On Fri, 19 May 2006 02:09:29 +0200 (CEST), Roman Zippel <[email protected]> wrote:
> Hi,
>
> On Thu, 18 May 2006, Tim Mann wrote:
>
> > > I think the whole think should look
> > > something like this:
> > >
> > > if (jiffies_t == jiffies_p) {
> > > if (count > count_p) {
> > > underflow or crappy timer;
> >
> > What should the code do in this case?
>
> Basically the current do_timer_overflow().

Oh, I see, you were also assuming there's a way to fix that.

> > > }
> > > } else {
> > > jiffies_p = jiffies_t;
> > > if (count > LATCH/2 && underflow)
> > > count -= LATCH;
> >
> > I think I see what you're aiming at here: in the case where we read
> > count, then the counter wraps, then we read jiffies, you want to detect
> > that and fix it. Actually if you could detect that, the right way to
> > fix it would be to set count = LATCH, since the old count is, well, old:
> > the current time is right after the jiffy.
>
> It's really "-= LATCH". :)

Yeah. :-)

Tangentially, let me point out another thing: letting get_offset_pit
return more than a jiffy is dangerous if we can ever lose a tick (due to
interrupts being disabled for too long, etc.). If that happens,
get_offset_pit might advance time past the lost tick, but when the next
non-lost tick comes in, jiffies is incremented by only 1 and count
recycles again, so time effectively snaps backward to the point where
the lost tick occurred. Losing ticks is bad in itself, of course, but
having that make time actually go backward by about a jiffy (rather than
just stop for one jiffy) seems a bit worse.

> > However, we don't really have a way to detect that this case happened --
> > the "&& underflow" in your code is a handwave.
>
> Ok, I'm not that familiar with Intel hardware (it must be crappier than I
> thought). Is there really no way to detect the pending interrupt (e.g.
> what do_timer_overflow() does)? Without that information one can really
> only guess the time.
>
> It's not that important if it's not completely correct for SMP systems,
> they usually have other sources, but for the few systems there this is the
> only time source, we should at least make an effort to avoid the read
> error.

Hmm. If you don't care about SMP systems, that makes the problem
tractable. In that case get_offset_pit can assume that acknowledging
the interrupt and incrementing jiffies happen atomically (since that's
done at interrupt level), so checking whether there's an unacknowledged
interrupt is a sound approach. I'm definitely not expert enough to be
sure how/if you can do that correctly, though. The current code in
do_timer_overflow may be correct for systems using PIC interrupt
routing, but it doesn't seem to work in the APIC systems I've tried it
on, and I don't have a suggestion for how to fix that case. Maybe
someone else does...?

It also would be preferable to fix the SMP case so that at least time
doesn't go backward there, in case someone tries to use the pit
clocksource there. It's quite easy to hit the window where one CPU
calls gettimeofday while another one has ack'd a timer interrupt but
hasn't incremented jiffies yet. Or I suppose we could disable the pit
clocksource for SMP systems, but that seems a bit draconian.

--
Tim Mann work: [email protected] home: [email protected]
http://www.vmware.com http://tim-mann.org

2006-05-19 15:31:53

by Roman Zippel

[permalink] [raw]
Subject: Re: Fix time going backward with clock=pit [1/2]

Hi,

On Thu, 18 May 2006, Tim Mann wrote:

> Tangentially, let me point out another thing: letting get_offset_pit
> return more than a jiffy is dangerous if we can ever lose a tick (due to
> interrupts being disabled for too long, etc.). If that happens,
> get_offset_pit might advance time past the lost tick, but when the next
> non-lost tick comes in, jiffies is incremented by only 1 and count
> recycles again, so time effectively snaps backward to the point where
> the lost tick occurred. Losing ticks is bad in itself, of course, but
> having that make time actually go backward by about a jiffy (rather than
> just stop for one jiffy) seems a bit worse.
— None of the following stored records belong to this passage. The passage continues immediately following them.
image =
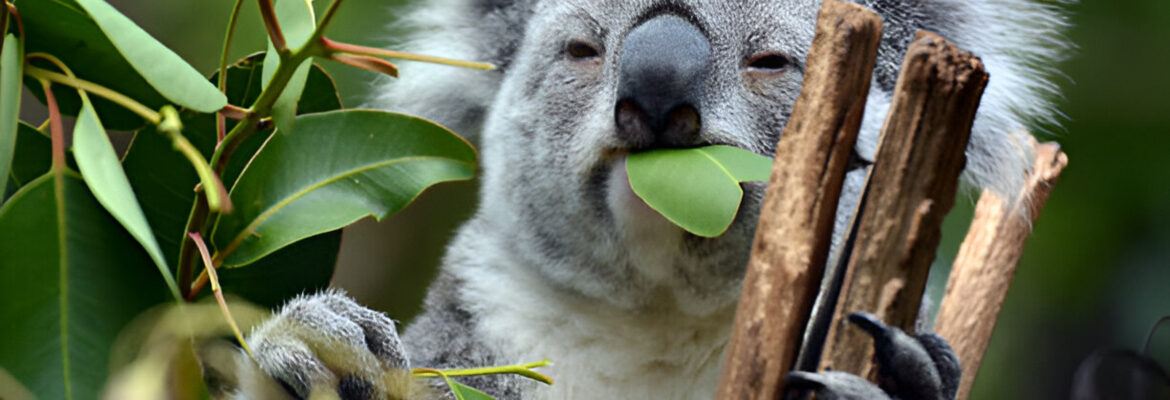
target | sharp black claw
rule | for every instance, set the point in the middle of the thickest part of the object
(800, 380)
(869, 324)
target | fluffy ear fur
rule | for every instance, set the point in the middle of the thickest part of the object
(487, 30)
(1020, 42)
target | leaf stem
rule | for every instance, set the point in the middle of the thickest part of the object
(341, 47)
(328, 18)
(57, 132)
(524, 370)
(274, 28)
(213, 188)
(15, 15)
(222, 77)
(215, 289)
(96, 89)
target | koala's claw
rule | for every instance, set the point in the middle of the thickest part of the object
(328, 343)
(909, 367)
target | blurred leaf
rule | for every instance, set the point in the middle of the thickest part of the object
(297, 23)
(159, 176)
(696, 188)
(63, 29)
(70, 278)
(467, 392)
(11, 68)
(304, 267)
(331, 170)
(164, 69)
(103, 174)
(32, 157)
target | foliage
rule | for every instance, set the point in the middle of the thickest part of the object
(696, 188)
(89, 240)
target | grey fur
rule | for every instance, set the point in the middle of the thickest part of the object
(559, 261)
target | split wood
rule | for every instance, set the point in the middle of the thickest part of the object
(986, 262)
(796, 220)
(910, 190)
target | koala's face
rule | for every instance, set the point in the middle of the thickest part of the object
(594, 81)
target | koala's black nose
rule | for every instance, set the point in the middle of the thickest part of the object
(662, 66)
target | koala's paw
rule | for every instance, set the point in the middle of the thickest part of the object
(909, 367)
(324, 345)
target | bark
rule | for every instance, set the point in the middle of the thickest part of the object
(986, 263)
(912, 188)
(796, 220)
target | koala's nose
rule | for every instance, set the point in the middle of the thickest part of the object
(662, 66)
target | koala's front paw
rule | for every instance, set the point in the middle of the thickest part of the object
(324, 345)
(909, 367)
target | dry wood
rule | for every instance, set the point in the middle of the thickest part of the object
(912, 188)
(986, 263)
(797, 215)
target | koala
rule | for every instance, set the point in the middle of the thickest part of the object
(562, 261)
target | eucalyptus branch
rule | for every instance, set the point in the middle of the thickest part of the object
(331, 47)
(328, 18)
(212, 186)
(57, 132)
(15, 14)
(274, 28)
(218, 291)
(524, 370)
(96, 89)
(200, 214)
(222, 75)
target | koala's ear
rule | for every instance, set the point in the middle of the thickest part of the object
(487, 30)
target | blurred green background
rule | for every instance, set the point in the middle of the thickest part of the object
(1096, 271)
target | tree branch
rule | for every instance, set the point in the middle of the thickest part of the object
(797, 215)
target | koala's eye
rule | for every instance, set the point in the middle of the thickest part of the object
(769, 62)
(582, 50)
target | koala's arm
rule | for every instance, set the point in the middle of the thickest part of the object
(909, 367)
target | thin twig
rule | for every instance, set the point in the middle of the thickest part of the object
(218, 291)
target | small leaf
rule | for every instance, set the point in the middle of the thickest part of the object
(297, 23)
(331, 170)
(695, 188)
(467, 392)
(103, 174)
(70, 280)
(301, 268)
(164, 69)
(11, 64)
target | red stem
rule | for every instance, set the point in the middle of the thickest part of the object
(274, 28)
(55, 126)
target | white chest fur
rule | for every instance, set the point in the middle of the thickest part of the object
(598, 351)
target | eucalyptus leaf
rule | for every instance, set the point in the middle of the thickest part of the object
(102, 171)
(696, 188)
(160, 177)
(63, 29)
(70, 280)
(166, 71)
(33, 157)
(11, 68)
(331, 170)
(303, 268)
(297, 23)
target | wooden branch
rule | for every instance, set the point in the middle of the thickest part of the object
(797, 215)
(986, 263)
(912, 188)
This can only happen if someone disables the interrupts for too long and
then calls get_offset_pit(). As soon as the timer interrupt had a chance
to run, time is advanced and everything should be fine.
IMO it's not worth it to support such misbehaviour.

> > > However, we don't really have a way to detect that this case happened --
> > > the "&& underflow" in your code is a handwave.
> >
> > Ok, I'm not that familiar with Intel hardware (it must be crappier than I
> > thought). Is there really no way to detect the pending interrupt (e.g.
> > what do_timer_overflow() does)? Without that information one can really
> > only guess the time.
> >
> > It's not that important if it's not completely correct for SMP systems,
> > they usually have other sources, but for the few systems there this is the
> > only time source, we should at least make an effort to avoid the read
> > error.
>
> Hmm. If you don't care about SMP systems, that makes the problem
> tractable. In that case get_offset_pit can assume that acknowledging
> the interrupt and incrementing jiffies happen atomically (since that's
> done at interrupt level), so checking whether there's an unacknowledged
> interrupt is a sound approach. I'm definitely not expert enough to be
> sure how/if you can do that correctly, though. The current code in
> do_timer_overflow may be correct for systems using PIC interrupt
> routing, but it doesn't seem to work in the APIC systems I've tried it
> on, and I don't have a suggestion for how to fix that case. Maybe
> someone else does...?
>
> It also would be preferable to fix the SMP case so that at least time
> doesn't go backward there, in case someone tries to use the pit
> clocksource there. It's quite easy to hit the window where one CPU
> calls gettimeofday while another one has ack'd a timer interrupt but
> hasn't incremented jiffies yet. Or I suppose we could disable the pit
> clocksource for SMP systems, but that seems a bit draconian.

We should at least add a warning that the clock is not usable for precise
timekeeping (in the resolution limits one would expect from it).

In the UP case we can live without the underflow information, if we assume
the function is called with interrupts enabled and it's properly restarted
in case of an underflow via the timer interrupt. If we do this, we also
have to document this somewhere that it relies on the current seq_lock
bevaviour.
I guess in the SMP IO-APIC case we can't do much more than print the
warning and make sure the time doesn't go backwards as you suggested.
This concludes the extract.